Toutefois, pour moi, cela induisait un certain degré d’incertitude. J’appelai. Sans tarder, Allie ouvrit la porte.

— Ah, bonjour Allie, tu ne dormais pas ?

— Vous êtes blessée, princesse.

— C’est gentil. T’es-tu rendue à la fête ?

— Oui ! répondit-elle. » Elle avait répondu mécaniquement en allumant quelques bougies, puis elle se retourna pour ajouter avec emphase : « C’était fantastique.

— Dans la grande salle qui donne sur la cour ?

— Oui, elle était bondée. La troupe de ménestrels qui est parvenue à reproduire le mieux les conditions de la bataille a été sélectionnée. Ils ont joué avec humour. Nous avons beaucoup ri.

— Peux-tu m’aider à me redresser ? Toute seule, ça fait terriblement mal.

La position semi-inclinée me permettrait de bouger un peu. Dire que tout cela ne faisait que commencer…

Après avoir placé une chaise à mes côtés, Allie décrivit l’élément phare de la fête : la prestation des troubadours. Elle me paraissait réaliste. À un moment donné, elle baissa les yeux et dit : « Vous y étiez… J’ai pensé à vous. »

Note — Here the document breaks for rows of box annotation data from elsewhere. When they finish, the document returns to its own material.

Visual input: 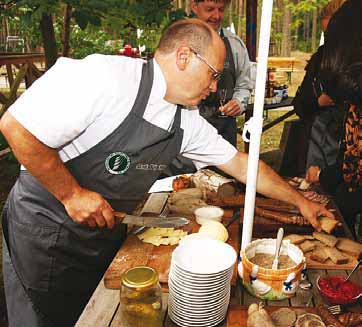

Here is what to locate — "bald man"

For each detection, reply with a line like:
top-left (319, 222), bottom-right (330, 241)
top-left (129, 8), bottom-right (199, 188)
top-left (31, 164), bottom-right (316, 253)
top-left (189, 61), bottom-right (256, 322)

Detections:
top-left (0, 19), bottom-right (334, 327)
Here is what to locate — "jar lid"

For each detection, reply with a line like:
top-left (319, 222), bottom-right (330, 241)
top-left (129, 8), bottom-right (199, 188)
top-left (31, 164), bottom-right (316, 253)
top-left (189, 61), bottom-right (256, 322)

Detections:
top-left (122, 266), bottom-right (158, 288)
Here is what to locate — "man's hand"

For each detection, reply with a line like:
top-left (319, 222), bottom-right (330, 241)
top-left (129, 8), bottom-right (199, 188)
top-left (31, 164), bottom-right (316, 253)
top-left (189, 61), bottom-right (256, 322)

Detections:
top-left (219, 99), bottom-right (242, 117)
top-left (299, 199), bottom-right (335, 232)
top-left (62, 188), bottom-right (115, 228)
top-left (318, 93), bottom-right (334, 107)
top-left (305, 166), bottom-right (321, 183)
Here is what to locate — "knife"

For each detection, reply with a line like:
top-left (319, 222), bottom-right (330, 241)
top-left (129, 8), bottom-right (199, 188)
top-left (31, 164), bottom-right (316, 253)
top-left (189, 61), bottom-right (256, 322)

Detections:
top-left (113, 211), bottom-right (190, 228)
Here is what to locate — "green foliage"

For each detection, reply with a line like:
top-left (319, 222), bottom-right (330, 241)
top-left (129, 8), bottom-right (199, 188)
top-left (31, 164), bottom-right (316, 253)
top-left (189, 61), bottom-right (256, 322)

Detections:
top-left (70, 25), bottom-right (121, 59)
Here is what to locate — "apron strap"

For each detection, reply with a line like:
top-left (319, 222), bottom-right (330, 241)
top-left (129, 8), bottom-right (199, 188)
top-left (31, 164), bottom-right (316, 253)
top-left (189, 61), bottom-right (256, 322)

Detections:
top-left (1, 203), bottom-right (50, 326)
top-left (131, 60), bottom-right (153, 118)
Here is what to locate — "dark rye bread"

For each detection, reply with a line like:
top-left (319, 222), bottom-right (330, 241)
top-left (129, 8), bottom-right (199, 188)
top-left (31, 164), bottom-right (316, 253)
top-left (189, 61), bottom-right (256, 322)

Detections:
top-left (313, 232), bottom-right (338, 247)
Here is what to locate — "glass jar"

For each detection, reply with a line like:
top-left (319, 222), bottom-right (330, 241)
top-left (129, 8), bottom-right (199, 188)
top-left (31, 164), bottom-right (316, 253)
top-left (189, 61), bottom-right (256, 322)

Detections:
top-left (120, 266), bottom-right (163, 327)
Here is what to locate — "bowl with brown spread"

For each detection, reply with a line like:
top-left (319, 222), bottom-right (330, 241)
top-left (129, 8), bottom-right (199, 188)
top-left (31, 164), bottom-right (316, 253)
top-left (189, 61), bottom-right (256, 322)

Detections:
top-left (239, 239), bottom-right (305, 300)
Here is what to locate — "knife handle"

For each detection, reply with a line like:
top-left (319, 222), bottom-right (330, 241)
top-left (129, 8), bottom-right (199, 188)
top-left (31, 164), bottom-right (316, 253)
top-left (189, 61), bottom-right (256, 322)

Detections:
top-left (113, 211), bottom-right (127, 223)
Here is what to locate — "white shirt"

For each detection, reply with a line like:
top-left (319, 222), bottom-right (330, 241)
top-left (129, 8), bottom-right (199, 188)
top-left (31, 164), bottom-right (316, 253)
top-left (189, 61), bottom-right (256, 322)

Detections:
top-left (9, 54), bottom-right (237, 169)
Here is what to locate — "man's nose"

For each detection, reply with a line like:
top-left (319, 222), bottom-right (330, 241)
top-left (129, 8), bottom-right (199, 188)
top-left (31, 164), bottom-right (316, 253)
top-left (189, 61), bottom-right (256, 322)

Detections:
top-left (212, 9), bottom-right (221, 20)
top-left (209, 79), bottom-right (217, 92)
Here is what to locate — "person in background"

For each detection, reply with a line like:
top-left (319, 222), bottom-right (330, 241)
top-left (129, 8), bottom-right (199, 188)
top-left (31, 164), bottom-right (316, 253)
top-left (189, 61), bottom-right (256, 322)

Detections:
top-left (293, 0), bottom-right (346, 169)
top-left (0, 19), bottom-right (333, 327)
top-left (163, 0), bottom-right (253, 177)
top-left (191, 0), bottom-right (253, 146)
top-left (306, 0), bottom-right (362, 237)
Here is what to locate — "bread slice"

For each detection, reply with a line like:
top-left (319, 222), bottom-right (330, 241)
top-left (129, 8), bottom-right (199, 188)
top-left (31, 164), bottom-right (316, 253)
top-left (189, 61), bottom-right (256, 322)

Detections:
top-left (284, 234), bottom-right (313, 245)
top-left (324, 246), bottom-right (349, 265)
top-left (318, 216), bottom-right (339, 234)
top-left (313, 232), bottom-right (338, 248)
top-left (337, 237), bottom-right (362, 258)
top-left (310, 246), bottom-right (329, 263)
top-left (298, 240), bottom-right (315, 253)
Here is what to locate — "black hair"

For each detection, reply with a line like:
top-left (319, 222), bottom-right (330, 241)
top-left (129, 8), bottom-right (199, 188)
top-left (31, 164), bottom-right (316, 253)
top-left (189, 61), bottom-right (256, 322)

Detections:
top-left (319, 0), bottom-right (362, 105)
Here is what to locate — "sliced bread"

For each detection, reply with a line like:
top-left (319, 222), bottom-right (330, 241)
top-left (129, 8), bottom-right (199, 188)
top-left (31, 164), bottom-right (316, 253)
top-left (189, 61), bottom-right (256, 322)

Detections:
top-left (313, 232), bottom-right (338, 247)
top-left (310, 246), bottom-right (329, 263)
top-left (337, 237), bottom-right (362, 258)
top-left (324, 246), bottom-right (349, 265)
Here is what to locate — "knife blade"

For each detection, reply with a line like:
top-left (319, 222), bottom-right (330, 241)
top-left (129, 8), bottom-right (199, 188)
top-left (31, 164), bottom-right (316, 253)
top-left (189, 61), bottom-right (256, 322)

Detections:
top-left (113, 212), bottom-right (190, 228)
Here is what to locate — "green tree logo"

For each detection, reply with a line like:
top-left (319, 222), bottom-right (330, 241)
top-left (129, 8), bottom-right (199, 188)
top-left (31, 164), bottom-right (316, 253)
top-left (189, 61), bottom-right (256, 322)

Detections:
top-left (105, 152), bottom-right (131, 175)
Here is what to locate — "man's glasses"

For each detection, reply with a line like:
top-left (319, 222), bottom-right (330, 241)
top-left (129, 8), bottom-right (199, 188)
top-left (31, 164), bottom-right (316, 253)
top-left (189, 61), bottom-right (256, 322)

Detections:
top-left (190, 48), bottom-right (221, 81)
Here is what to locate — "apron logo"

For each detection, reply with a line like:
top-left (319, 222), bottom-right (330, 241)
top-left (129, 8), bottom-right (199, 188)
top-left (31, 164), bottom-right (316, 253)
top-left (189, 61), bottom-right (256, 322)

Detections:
top-left (105, 152), bottom-right (131, 175)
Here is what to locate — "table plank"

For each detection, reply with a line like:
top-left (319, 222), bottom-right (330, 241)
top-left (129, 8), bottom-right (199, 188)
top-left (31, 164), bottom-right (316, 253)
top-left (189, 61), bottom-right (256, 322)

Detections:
top-left (308, 269), bottom-right (327, 306)
top-left (75, 280), bottom-right (119, 327)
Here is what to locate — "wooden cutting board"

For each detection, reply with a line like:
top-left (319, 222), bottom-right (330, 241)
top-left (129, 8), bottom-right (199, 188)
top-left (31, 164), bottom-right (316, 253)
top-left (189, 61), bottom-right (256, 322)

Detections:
top-left (104, 212), bottom-right (240, 289)
top-left (226, 305), bottom-right (316, 327)
top-left (240, 200), bottom-right (344, 238)
top-left (304, 253), bottom-right (357, 270)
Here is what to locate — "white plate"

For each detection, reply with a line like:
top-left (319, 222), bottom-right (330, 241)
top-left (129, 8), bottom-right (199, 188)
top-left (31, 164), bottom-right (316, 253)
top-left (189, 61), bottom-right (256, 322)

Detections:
top-left (168, 280), bottom-right (230, 296)
top-left (169, 312), bottom-right (225, 327)
top-left (169, 297), bottom-right (230, 314)
top-left (172, 240), bottom-right (237, 274)
top-left (168, 281), bottom-right (230, 298)
top-left (170, 262), bottom-right (234, 281)
top-left (169, 292), bottom-right (230, 309)
top-left (169, 307), bottom-right (227, 322)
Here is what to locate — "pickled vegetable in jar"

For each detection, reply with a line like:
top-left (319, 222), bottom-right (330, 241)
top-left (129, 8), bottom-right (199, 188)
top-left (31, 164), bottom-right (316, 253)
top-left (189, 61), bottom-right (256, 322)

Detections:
top-left (120, 266), bottom-right (163, 327)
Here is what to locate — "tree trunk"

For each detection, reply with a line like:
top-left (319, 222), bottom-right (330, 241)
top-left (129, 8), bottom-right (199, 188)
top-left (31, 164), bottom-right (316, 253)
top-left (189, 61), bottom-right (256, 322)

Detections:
top-left (229, 0), bottom-right (238, 26)
top-left (312, 8), bottom-right (318, 53)
top-left (237, 0), bottom-right (243, 38)
top-left (62, 4), bottom-right (73, 57)
top-left (304, 13), bottom-right (310, 50)
top-left (40, 13), bottom-right (58, 69)
top-left (185, 0), bottom-right (191, 15)
top-left (281, 0), bottom-right (291, 57)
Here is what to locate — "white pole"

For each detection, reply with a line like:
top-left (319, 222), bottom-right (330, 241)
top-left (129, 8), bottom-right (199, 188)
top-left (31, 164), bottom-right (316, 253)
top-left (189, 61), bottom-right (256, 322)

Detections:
top-left (241, 0), bottom-right (273, 250)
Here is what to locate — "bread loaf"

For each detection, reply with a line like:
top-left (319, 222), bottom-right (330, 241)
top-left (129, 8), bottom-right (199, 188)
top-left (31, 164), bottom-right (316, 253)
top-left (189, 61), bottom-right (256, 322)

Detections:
top-left (313, 232), bottom-right (338, 247)
top-left (325, 246), bottom-right (349, 265)
top-left (337, 237), bottom-right (362, 258)
top-left (310, 246), bottom-right (329, 263)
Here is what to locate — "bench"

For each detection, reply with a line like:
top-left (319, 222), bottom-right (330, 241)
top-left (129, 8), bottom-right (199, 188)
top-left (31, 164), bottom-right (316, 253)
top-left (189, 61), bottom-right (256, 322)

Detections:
top-left (268, 57), bottom-right (301, 84)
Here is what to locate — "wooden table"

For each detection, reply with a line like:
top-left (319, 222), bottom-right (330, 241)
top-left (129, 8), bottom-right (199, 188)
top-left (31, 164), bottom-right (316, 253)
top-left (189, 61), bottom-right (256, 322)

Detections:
top-left (75, 270), bottom-right (362, 327)
top-left (75, 193), bottom-right (362, 327)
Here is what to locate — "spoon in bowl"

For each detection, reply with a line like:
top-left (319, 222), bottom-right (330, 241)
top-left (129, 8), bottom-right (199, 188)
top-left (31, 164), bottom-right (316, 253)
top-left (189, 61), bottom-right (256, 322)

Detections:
top-left (272, 228), bottom-right (284, 269)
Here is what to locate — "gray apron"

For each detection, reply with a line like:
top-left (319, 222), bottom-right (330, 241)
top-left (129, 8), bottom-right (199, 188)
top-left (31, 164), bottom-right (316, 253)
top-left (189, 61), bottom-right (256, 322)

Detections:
top-left (199, 29), bottom-right (237, 147)
top-left (2, 61), bottom-right (183, 327)
top-left (306, 106), bottom-right (344, 169)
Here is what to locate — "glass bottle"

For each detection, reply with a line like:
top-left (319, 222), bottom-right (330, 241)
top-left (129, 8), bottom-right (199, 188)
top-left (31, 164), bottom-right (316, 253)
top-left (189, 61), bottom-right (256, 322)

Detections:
top-left (120, 266), bottom-right (163, 327)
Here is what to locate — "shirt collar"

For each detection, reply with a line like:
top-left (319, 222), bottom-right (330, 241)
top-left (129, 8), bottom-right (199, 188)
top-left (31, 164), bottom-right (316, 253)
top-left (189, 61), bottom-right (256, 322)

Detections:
top-left (149, 58), bottom-right (167, 104)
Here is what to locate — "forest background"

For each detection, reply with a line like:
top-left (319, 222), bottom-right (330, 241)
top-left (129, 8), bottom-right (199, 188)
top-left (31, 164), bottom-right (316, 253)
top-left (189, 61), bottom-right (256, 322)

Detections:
top-left (0, 0), bottom-right (328, 67)
top-left (0, 0), bottom-right (328, 326)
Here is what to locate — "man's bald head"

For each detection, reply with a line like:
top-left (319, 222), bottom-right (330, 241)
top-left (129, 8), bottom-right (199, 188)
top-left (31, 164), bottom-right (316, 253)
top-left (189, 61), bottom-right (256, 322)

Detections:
top-left (157, 19), bottom-right (215, 54)
top-left (193, 0), bottom-right (231, 6)
top-left (155, 18), bottom-right (226, 106)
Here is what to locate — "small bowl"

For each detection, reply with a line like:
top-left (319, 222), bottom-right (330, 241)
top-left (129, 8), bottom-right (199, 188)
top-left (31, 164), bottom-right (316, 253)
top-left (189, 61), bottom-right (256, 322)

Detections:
top-left (194, 206), bottom-right (224, 225)
top-left (316, 276), bottom-right (362, 305)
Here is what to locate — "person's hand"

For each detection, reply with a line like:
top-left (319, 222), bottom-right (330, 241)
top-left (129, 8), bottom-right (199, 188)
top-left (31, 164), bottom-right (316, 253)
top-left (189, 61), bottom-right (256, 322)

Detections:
top-left (62, 188), bottom-right (115, 228)
top-left (318, 93), bottom-right (334, 107)
top-left (219, 99), bottom-right (242, 117)
top-left (299, 199), bottom-right (335, 232)
top-left (305, 166), bottom-right (321, 183)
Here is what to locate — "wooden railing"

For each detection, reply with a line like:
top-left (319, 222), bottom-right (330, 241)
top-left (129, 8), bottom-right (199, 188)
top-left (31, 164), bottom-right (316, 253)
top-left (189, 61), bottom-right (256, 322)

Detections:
top-left (0, 53), bottom-right (45, 117)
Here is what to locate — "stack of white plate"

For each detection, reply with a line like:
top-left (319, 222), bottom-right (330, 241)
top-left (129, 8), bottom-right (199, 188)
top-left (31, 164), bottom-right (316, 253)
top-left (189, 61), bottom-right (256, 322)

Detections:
top-left (168, 239), bottom-right (237, 327)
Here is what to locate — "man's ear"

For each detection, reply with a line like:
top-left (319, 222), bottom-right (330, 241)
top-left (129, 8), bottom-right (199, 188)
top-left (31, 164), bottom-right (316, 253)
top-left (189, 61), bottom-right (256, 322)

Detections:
top-left (190, 0), bottom-right (197, 16)
top-left (176, 46), bottom-right (191, 70)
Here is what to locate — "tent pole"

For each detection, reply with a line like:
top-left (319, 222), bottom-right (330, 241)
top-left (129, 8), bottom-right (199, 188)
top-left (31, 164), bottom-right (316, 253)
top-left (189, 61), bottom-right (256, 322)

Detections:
top-left (241, 0), bottom-right (273, 250)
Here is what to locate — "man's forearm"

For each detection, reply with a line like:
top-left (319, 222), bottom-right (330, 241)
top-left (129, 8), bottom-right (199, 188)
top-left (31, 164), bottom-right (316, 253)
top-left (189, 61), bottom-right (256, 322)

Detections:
top-left (219, 152), bottom-right (306, 207)
top-left (0, 113), bottom-right (81, 202)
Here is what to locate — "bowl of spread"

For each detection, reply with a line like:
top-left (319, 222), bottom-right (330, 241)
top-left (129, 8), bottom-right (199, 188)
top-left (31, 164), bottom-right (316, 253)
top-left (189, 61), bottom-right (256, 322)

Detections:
top-left (317, 276), bottom-right (362, 304)
top-left (238, 239), bottom-right (306, 300)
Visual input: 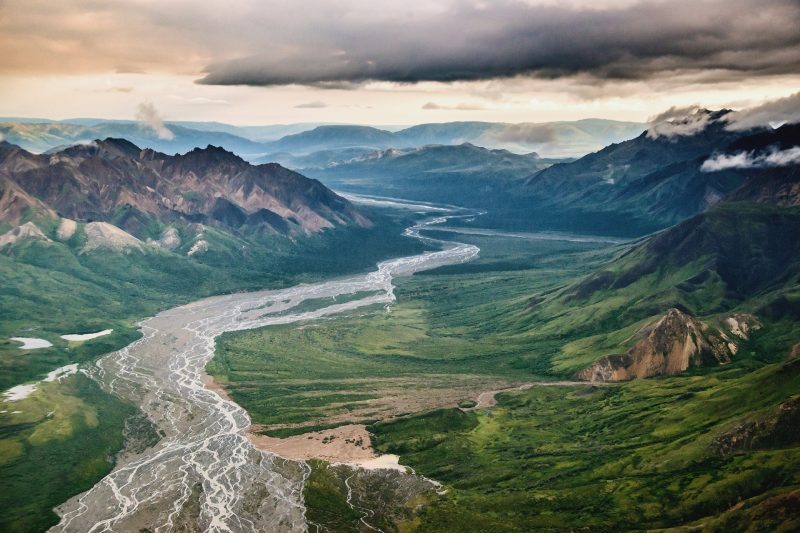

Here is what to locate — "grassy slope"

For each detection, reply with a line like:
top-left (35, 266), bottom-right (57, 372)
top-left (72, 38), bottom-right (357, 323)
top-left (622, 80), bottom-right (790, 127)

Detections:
top-left (210, 203), bottom-right (800, 531)
top-left (207, 236), bottom-right (608, 434)
top-left (370, 344), bottom-right (800, 531)
top-left (0, 374), bottom-right (141, 532)
top-left (0, 208), bottom-right (432, 531)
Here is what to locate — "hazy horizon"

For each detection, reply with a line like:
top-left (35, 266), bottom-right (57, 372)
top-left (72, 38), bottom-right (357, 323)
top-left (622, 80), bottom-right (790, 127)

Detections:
top-left (0, 0), bottom-right (800, 125)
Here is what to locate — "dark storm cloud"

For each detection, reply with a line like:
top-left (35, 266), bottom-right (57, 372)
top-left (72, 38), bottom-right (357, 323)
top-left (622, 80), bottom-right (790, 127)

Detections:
top-left (725, 92), bottom-right (800, 131)
top-left (199, 0), bottom-right (800, 86)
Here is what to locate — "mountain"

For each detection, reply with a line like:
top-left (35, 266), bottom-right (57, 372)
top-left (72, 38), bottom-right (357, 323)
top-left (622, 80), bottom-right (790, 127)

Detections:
top-left (266, 119), bottom-right (646, 161)
top-left (303, 143), bottom-right (564, 207)
top-left (266, 126), bottom-right (394, 155)
top-left (0, 138), bottom-right (369, 238)
top-left (0, 121), bottom-right (265, 158)
top-left (529, 139), bottom-right (800, 381)
top-left (395, 119), bottom-right (647, 157)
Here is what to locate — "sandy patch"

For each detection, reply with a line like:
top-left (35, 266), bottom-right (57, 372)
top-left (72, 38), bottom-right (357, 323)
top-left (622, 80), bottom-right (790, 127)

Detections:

Brusquement, la réalité de la fête s’estompa, remplacée par le fracas des combats. Les scènes les plus horribles prenaient corps devant mes yeux. Aux tous premiers jours de la guerre, je ne subissais pas, j’étais confiante. Puis, l’attente et les bombardements incessants minèrent petit à petit ma détermination.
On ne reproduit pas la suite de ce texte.